Chadwick is present throughout this movie, and it shines through the performances of Letitia Wright and Angela Bassett. The journey of grief for Shuri is the heartbeat of the film and carries the tone across the board from sadness and anger to acceptance and peace. It is truly one of the most cathartic and heartbreaking arches the MCU has delivered to date.
It is not just the stellar performances that keep the emotional stakes of the movie present throughout. Ludwig Göransson delivers once again with a score that brings unprecedented value to the story being told. Being able to pair impactful themes with camerawork and direction that brings people back into this world leaves audiences with no choice but to smile, cry, or both.

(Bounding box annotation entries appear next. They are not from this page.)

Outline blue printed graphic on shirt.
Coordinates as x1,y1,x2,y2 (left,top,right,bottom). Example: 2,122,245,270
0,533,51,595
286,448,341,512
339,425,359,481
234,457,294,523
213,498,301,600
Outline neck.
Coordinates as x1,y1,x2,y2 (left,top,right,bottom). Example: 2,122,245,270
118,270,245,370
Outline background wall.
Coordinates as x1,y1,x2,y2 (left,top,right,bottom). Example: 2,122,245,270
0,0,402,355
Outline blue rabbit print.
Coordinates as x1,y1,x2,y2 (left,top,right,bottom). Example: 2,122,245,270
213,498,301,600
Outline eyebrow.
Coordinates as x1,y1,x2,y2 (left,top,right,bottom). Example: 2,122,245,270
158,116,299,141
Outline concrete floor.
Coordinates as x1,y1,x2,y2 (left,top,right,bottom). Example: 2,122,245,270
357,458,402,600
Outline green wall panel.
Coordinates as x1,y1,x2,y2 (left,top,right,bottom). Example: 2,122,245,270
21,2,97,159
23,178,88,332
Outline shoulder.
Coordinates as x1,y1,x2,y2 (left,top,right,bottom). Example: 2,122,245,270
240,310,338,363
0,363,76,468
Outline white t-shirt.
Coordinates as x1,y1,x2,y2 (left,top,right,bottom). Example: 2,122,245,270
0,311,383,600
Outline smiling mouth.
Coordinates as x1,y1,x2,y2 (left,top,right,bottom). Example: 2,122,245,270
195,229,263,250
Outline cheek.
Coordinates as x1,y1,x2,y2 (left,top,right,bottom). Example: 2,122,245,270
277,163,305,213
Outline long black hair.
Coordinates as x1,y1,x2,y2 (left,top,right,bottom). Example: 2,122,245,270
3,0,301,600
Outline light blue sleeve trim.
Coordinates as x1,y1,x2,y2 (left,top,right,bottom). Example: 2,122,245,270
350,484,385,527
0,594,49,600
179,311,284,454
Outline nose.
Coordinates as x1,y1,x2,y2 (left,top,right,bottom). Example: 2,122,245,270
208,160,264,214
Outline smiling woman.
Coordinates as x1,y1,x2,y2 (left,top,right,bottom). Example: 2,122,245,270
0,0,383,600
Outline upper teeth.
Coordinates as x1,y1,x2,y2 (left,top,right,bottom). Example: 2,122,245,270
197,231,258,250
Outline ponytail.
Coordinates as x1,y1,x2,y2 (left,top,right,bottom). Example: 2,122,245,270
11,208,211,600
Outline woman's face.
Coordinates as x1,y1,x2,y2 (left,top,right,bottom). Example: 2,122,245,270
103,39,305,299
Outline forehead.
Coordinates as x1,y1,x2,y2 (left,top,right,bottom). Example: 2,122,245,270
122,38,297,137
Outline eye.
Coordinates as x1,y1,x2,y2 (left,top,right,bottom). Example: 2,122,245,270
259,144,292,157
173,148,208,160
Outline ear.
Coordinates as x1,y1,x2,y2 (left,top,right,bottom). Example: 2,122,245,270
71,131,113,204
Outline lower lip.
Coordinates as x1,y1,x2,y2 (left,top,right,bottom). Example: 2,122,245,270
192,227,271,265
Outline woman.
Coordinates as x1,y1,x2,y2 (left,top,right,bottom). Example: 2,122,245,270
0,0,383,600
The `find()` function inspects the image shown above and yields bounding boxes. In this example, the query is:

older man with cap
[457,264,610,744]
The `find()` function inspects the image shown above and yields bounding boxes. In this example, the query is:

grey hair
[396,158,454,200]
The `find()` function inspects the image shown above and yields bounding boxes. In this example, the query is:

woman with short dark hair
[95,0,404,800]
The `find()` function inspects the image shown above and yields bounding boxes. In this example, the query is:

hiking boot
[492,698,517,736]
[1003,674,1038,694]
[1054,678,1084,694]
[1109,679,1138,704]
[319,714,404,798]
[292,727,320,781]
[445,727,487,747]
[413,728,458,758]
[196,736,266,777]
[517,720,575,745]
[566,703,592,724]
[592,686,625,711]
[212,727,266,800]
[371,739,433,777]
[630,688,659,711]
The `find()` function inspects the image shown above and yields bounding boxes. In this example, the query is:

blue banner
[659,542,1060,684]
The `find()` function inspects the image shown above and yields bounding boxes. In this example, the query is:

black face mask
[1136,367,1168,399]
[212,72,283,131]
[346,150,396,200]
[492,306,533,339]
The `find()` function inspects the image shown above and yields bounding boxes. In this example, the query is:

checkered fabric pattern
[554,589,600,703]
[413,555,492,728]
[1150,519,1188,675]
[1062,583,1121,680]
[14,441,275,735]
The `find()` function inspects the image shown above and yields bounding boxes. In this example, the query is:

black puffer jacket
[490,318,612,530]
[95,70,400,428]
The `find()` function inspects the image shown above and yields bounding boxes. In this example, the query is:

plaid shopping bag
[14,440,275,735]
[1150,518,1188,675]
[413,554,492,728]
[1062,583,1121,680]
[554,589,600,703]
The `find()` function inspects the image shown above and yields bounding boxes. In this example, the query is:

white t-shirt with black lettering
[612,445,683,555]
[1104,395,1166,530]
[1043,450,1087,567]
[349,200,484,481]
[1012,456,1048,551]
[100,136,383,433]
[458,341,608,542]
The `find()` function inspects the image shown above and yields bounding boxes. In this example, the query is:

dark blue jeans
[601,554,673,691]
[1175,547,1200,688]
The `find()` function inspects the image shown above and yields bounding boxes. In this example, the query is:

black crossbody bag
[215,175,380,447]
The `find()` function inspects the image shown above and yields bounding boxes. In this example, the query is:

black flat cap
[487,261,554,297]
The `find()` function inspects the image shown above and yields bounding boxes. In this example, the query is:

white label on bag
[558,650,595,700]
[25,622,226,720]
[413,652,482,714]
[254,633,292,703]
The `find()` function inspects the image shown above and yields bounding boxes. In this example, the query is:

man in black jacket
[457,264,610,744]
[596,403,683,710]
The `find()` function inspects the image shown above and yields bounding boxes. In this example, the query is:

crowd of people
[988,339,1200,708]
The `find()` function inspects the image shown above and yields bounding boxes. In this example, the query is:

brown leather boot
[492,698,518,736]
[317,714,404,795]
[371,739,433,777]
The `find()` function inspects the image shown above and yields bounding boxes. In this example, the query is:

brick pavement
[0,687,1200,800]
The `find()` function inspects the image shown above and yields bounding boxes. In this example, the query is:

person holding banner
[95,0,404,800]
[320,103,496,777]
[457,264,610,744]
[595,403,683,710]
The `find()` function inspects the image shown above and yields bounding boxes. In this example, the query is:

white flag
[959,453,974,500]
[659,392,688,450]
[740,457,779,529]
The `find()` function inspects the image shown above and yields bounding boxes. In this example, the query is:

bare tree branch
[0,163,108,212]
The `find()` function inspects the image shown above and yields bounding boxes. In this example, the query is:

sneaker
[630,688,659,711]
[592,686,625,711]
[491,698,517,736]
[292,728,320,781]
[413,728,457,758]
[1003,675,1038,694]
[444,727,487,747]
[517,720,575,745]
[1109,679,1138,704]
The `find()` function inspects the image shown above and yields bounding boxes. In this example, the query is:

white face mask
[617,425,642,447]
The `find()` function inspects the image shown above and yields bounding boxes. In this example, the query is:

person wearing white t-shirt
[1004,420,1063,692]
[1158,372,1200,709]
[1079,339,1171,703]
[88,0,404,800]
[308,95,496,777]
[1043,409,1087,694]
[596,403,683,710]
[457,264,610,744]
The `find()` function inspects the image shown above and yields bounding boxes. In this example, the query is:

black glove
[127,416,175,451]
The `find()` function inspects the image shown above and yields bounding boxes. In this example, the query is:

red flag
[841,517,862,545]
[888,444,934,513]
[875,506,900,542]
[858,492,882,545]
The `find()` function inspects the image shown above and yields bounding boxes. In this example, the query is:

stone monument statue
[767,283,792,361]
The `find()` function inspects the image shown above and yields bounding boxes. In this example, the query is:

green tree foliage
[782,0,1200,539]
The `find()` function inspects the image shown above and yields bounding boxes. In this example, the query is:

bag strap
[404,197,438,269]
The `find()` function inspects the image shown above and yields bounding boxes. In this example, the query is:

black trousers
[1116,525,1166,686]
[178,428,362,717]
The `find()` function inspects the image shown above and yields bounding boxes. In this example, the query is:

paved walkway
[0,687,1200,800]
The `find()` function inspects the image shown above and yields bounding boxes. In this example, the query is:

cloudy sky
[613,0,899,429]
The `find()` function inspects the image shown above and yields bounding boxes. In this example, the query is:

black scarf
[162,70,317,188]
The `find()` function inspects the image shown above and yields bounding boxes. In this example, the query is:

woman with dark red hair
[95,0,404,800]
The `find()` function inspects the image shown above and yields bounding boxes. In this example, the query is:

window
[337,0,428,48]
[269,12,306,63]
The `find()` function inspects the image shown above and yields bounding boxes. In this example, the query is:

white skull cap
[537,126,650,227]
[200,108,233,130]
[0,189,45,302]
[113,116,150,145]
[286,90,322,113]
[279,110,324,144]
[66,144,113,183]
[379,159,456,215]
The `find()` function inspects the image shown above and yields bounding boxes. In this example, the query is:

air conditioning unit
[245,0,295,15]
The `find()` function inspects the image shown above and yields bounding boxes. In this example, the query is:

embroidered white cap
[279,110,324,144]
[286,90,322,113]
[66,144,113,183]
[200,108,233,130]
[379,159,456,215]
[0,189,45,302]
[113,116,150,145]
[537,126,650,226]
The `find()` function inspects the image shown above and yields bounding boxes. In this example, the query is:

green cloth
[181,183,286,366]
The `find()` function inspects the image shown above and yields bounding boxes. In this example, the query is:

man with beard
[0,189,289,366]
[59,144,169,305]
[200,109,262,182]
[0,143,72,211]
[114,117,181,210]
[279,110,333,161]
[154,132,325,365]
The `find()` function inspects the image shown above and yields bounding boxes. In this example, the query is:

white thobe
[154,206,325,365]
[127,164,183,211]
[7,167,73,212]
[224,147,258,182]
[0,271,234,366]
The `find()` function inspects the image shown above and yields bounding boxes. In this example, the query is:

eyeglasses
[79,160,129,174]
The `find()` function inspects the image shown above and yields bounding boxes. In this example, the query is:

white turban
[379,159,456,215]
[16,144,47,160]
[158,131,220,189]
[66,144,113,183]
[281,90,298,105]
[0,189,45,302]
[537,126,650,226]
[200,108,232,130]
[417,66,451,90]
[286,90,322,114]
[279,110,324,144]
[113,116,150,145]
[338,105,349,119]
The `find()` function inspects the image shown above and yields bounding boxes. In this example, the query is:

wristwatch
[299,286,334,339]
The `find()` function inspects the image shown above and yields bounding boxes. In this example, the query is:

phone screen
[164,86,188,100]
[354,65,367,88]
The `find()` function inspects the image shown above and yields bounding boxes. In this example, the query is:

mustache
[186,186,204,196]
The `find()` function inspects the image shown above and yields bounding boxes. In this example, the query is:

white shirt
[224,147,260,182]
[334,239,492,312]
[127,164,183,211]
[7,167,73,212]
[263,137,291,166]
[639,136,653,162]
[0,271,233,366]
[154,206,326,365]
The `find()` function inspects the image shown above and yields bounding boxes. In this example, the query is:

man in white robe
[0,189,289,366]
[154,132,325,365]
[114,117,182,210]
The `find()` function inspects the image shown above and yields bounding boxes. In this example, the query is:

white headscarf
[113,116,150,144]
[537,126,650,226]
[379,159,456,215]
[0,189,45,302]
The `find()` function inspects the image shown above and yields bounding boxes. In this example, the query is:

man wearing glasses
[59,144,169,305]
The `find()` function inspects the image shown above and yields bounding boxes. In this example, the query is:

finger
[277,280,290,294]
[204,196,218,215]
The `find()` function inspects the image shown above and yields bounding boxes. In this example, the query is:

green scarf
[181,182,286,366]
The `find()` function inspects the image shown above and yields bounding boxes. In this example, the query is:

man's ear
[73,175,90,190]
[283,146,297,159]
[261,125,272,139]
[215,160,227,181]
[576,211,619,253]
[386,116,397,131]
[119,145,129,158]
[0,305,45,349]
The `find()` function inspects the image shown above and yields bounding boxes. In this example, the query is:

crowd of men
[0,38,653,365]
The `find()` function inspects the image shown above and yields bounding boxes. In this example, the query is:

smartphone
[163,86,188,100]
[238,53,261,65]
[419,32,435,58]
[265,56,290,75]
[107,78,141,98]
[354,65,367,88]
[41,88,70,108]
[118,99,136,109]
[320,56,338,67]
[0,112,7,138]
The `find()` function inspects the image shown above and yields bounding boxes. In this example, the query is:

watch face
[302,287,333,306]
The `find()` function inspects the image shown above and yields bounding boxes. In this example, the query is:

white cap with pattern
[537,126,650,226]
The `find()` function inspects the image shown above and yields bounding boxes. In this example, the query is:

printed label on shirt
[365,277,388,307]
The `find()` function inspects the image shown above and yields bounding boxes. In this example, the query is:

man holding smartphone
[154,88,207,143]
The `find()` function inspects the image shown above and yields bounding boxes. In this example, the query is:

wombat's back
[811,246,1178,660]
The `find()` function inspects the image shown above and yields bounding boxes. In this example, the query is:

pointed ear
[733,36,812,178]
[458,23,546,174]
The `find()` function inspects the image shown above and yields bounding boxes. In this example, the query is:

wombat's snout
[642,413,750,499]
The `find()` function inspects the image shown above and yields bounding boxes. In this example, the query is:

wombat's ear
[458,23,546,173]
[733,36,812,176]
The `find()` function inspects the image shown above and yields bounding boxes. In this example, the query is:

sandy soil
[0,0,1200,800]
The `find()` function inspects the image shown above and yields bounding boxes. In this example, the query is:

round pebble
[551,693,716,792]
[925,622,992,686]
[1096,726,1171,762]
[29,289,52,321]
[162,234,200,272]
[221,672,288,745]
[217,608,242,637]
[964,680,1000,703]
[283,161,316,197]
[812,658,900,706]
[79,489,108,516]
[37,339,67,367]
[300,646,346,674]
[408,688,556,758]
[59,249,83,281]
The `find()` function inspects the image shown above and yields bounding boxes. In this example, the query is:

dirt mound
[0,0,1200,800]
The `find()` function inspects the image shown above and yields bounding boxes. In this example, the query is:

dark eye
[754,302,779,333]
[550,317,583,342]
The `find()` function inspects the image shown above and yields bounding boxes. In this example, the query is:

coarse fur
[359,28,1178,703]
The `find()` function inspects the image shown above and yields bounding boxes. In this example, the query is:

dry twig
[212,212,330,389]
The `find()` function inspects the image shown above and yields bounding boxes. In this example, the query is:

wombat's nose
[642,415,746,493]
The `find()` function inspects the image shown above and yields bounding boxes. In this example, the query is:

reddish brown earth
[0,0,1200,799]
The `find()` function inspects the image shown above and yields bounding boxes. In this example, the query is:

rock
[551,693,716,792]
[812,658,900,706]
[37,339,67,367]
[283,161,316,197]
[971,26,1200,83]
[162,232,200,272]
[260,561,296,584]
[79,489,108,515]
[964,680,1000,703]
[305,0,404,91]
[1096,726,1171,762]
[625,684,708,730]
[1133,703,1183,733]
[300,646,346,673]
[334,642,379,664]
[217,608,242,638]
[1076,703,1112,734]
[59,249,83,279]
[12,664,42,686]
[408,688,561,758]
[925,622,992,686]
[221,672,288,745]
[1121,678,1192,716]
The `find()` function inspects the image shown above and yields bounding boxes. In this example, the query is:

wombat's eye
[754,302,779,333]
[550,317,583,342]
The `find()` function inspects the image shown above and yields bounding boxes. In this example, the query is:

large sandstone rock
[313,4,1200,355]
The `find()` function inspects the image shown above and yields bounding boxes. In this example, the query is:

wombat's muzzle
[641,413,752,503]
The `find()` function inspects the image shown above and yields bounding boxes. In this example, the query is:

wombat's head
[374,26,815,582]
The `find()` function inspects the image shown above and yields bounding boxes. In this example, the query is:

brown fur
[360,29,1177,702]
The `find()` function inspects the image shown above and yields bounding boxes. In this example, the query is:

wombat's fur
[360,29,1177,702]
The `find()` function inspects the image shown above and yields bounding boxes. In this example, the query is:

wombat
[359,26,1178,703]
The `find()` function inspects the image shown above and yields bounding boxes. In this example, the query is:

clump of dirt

Every character in this movie gets a moment to reflect on T’Challa’s death and adds their piece to the delicate puzzle that is Wakanda Forever.
This movie does an outstanding job of handling this real-world loss with love and thoughtfulness. At the same time, Letitia Wright uses that motivation to bring Shuri into a new tier of MCU heroes. This is a must-see performance on screen and in the writer’s room.
The Introduction of a God
Running alongside Shuri’s story of grief is the debut of Tenoch Huerta’s K’uk’ulkan, aka Namor. While Namor is objectively a rival and adversary of Wakanda, he offers a look into his world and his perspective. This gives him that MCU villain motivation that the best of the best possess.
Namor is intimidating and ruthless throughout the movie, but his love for his homeland is a perfect balance to create the ultimate Wakandan foe. That homeland is Talokan, an underwater world that is brought to life in the same way Wakanda has been over the past six years.
Namor and Talokan provide a unique and intense political struggle that allows this movie to constantly be teetering between resolution and war. While Shuri and her family’s loss is the heart of this story, it is driven by this conflict between land and sea that brings tension to virtually every scene.
The first Black Panther has hints of espionage that can go unnoticed behind the Spealbergian conceptualization of Wakanda. It is back in Wakanda Forever with a classic spy movie sequel twist, an enemy that can go toe-to-toe with Wakanda.
This balance of emotional weight and intensity-ridden suspense creates a complex tone that does not surrender to the classic MCU charm. There is a Captain America: The Winter Soldier vibe in this one that Phase 4 has lacked thus far.
A Wakandan Blockbuster
Cathartic emotional journies, intimidating invasive threats, and a whole lot of Whiz Bang to go along with it. This movie does not lack that MCU touch that many believe Eternals did, it simply redirects it to the action of the movie.
The story is more serious and heartbreaking than most MCU films, but it is cut with a range of action sequences that bring the popcorn. This includes intense and energetic chase scenes, massive set-piece battles between powerful armies, and a climactic final battle where every punch means something.
Adding a great deal to this energy is Dominque Thorne’s Riri Willaims, aka Ironheart. The newest addition to the MCU roster of heroes, Thorne brings that classic audience perspective into this world while still holding her own in every respect. With her new series set to release in Fall 2023, this is an excellent debut that will get fans excited for more Riri.
Another dash of MCU-ness is the world-building both big and small. Without getting into spoilers, let’s just say that Wakanda is set to continue being a major piece in the game of chess being played in the MCU.
Despite the sometimes polarizing reaction to the product that is Phase 4, Black Panther: Wakanda Forever continues to excel at what Phase 4 has done best: characters. From the biggest names to the supporting roles, the rebuilding phase of the MCU consistently improves its roster.
This movie was simultaneously everything it needed to be and nothing that people expected it to be. It accomplishes the seemingly insurmountable task of unexpectedly saying goodbye to Chadwick Boseman and T’Challa while still pushing its characters to a point rarely seen in this movie universe.
It never feels like it is disrespectful to the past but is constantly instilling faith in the future of the Black Panther franchise. It slows down and allows the audience to breathe and feel with the characters while delivering constant action and excitement.
For lack of a better term, this movie delivers a satisfying balance, but it is more than that. It is an accomplishment to not only overcome this adversity with tribute and love while still making it feel like a true sequel.
When Black Panther was released in 2018, it was considered more than a movie because of what it did for African culture and representation in film. Black Panther: Wakanda Forever is more than a movie. Yes, for its continued achievements in cultural representation but also for its combined heartbeat between the filmmakers, actors, and fans.
Chadwick Boseman’s death is honored without question. But what honors him, even more, is the evolution of this franchise and how the words “Wakanda Forever” will continue to ring throughout fandom for years to come.